Q: Any thoughts on the final three contestants?
A: Well, it was an amazing experience and I would have loved to be in the top three. I did think Jerell was going to make it to the top. But everybody this season was so incredibly talented, I really think it was anybody's game. I am really proud of everyone from this season, I think everyone gave it their all. I am really looking forward to the finale, and can tell you that I'm really excited with who won.
Q: What are you up to now?
A: I’m getting ready to go to Los Angeles to find an agent. I’m moving into film and TV, hopefully. I will still keep designing, but will try and get into anything in film and TV — maybe another reality show, or soap opera or a movie. I will see what interest is out there.
Q: Do you think “Project Runway” changed you as a designer?
A: Of course. One of the biggest things I learned is to listen to my instincts. Nine out of 10 times I got called out on runway, it was for probably the same things I was thinking. It reinforces that you have to listen to instincts and follow what you are feeling.
Q: What did you think of last week's wedding gown and bridesmaid challenge? What would you have designed?
A: Well, I did have to do wedding dress because the top six [contestants] got to show at Bryant Park. The bridesmaid dress might have been easier than the actual wedding look, because it can be more traditional cocktail rather than true wedding. My vision of a wedding is dreamy and glamorous. My wedding dress was very young and very flirty. I did separates not typical of a wedding look. People have already e-mailed me asking if I could make something similar for their wedding.
Q: What was it like to show at Bryant Park?
A: It was a dream come true. I never thought in my entire life that I’d show at Bryant Park. I never thought I’d be at “Project Runway.” I’ve been in the industry for 15 years and none of the companies I have worked for have ever shown there. It was my first time being at Bryant Park aside from walking through when there were no tents and having lunch.
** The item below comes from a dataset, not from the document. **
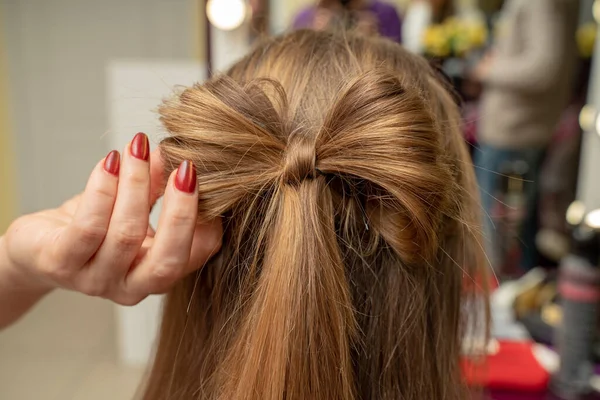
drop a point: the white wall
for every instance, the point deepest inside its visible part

My mom was front row. I am so close to her — it meant the world to me. I know not everyone got the collection, but I am so proud of myself. It was a huge accomplishment and I was really excited to show.
Q: Is Kenley as bad as she seems on the show?
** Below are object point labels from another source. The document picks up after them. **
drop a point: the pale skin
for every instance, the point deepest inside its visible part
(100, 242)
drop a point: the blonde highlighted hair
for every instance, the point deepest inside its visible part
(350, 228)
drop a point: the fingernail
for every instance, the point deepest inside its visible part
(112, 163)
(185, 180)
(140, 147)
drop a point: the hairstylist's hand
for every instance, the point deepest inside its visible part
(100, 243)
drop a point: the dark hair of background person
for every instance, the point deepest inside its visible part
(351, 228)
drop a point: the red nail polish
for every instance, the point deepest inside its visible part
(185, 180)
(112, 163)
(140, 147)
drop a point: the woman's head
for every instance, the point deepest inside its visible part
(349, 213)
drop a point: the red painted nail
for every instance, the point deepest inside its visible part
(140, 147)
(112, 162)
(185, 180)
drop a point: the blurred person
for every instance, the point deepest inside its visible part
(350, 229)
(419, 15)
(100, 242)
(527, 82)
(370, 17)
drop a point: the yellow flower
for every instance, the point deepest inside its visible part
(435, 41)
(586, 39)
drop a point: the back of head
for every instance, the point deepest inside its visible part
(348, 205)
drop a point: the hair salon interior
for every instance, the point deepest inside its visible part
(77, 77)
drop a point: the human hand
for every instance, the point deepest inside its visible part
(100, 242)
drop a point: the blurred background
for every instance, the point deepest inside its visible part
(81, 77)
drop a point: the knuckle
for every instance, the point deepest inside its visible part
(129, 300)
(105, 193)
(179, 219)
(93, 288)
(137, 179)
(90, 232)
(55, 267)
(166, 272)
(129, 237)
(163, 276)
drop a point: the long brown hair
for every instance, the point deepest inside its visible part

A: Everyone is who they are on the show. What you see is what you get. Kenley is very young and has a lot of growing to do. She is who you are seeing.
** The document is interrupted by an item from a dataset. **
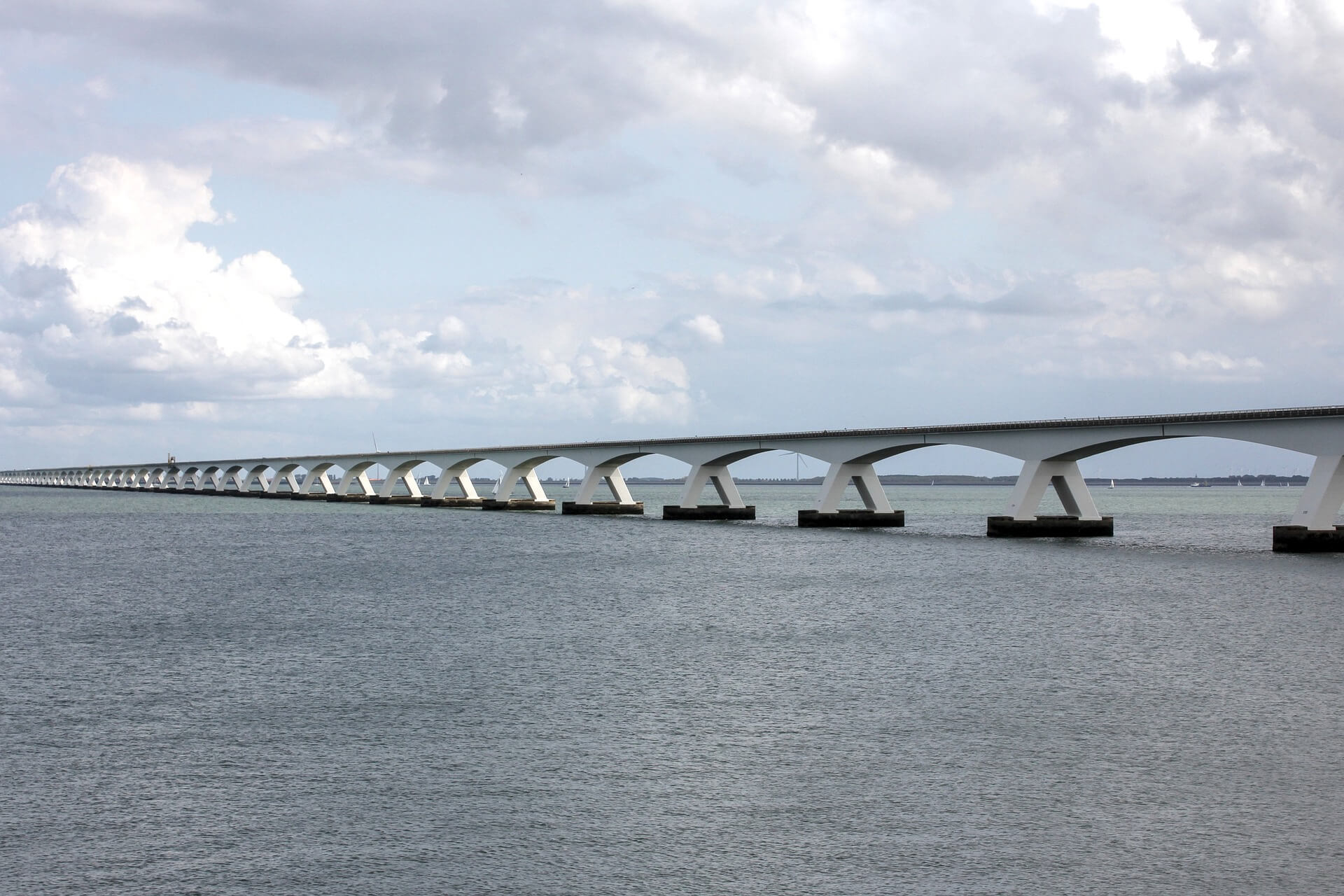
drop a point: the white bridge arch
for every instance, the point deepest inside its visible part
(1049, 449)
Q: What was your favorite challenge?
A: My favorite one was where I won the green challenge with Natalie Portman. The dress sold out in less than three hours on bluefly.com.
Q: Is there anything you would have done differently in your last challenge?
A: Hindsight is 20/20. Knowing they wanted something a little more over the top, I probably would have done that. But that is not where I see modern-day rockers — they are not costume-y any more. What I did is right on the spot and the response I’ve gotten on my Web site has been amazing. Really believe in what I did, but I would have changed it. I mean, no one wants to get voted off.
Q: What was your worst moment on the show?
A: It certainly wasn’t easy being sent home, but a lot of the challenges were very difficult. You don’t get much rest at all, depending on the challenge. I had a really hard time with the car-parts challenge. The materials I chose to use were not able to be sewn so I did everything by hand. I had cuts and calluses and blisters all over my hands.
Q: What did you think of the judging? Were the judges fair?
A: Fair is a place where you go and have fun, a little park. We never know what they are looking for, but they are all experts in their field and have done this for a long time. Even if they ripped me apart, I did take what they said and internalized it. Sometimes you don’t want to hear it, but it helps you grow to the next level.
Q: Why did you start speaking in the third person?
A: I’m quirky and I’m fun. I’m very exuberant, from my style to how I speak to how I design. It’s meant to be fun and not serious at all. There are so many more big issues that we need to focus on — if I can make someone laugh by speaking in the third person, then I’m happy. It’s a quirky thing I do.
Q: What’s been the reaction to being on show?
A: Oh, my god. I just got back from [Washington] D.C. I was in Georgetown at Urban Outfitters and they almost had to close it because kids were mobbing me so much. It was wonderful. On the way home from the bar I went to, I was in a convertible, and kids came running out in the middle of the street trying to pull me out of the car. It’s humbling to get this response — people really love me. They love the fact that I came across as so friendly, as so nice and so genuine.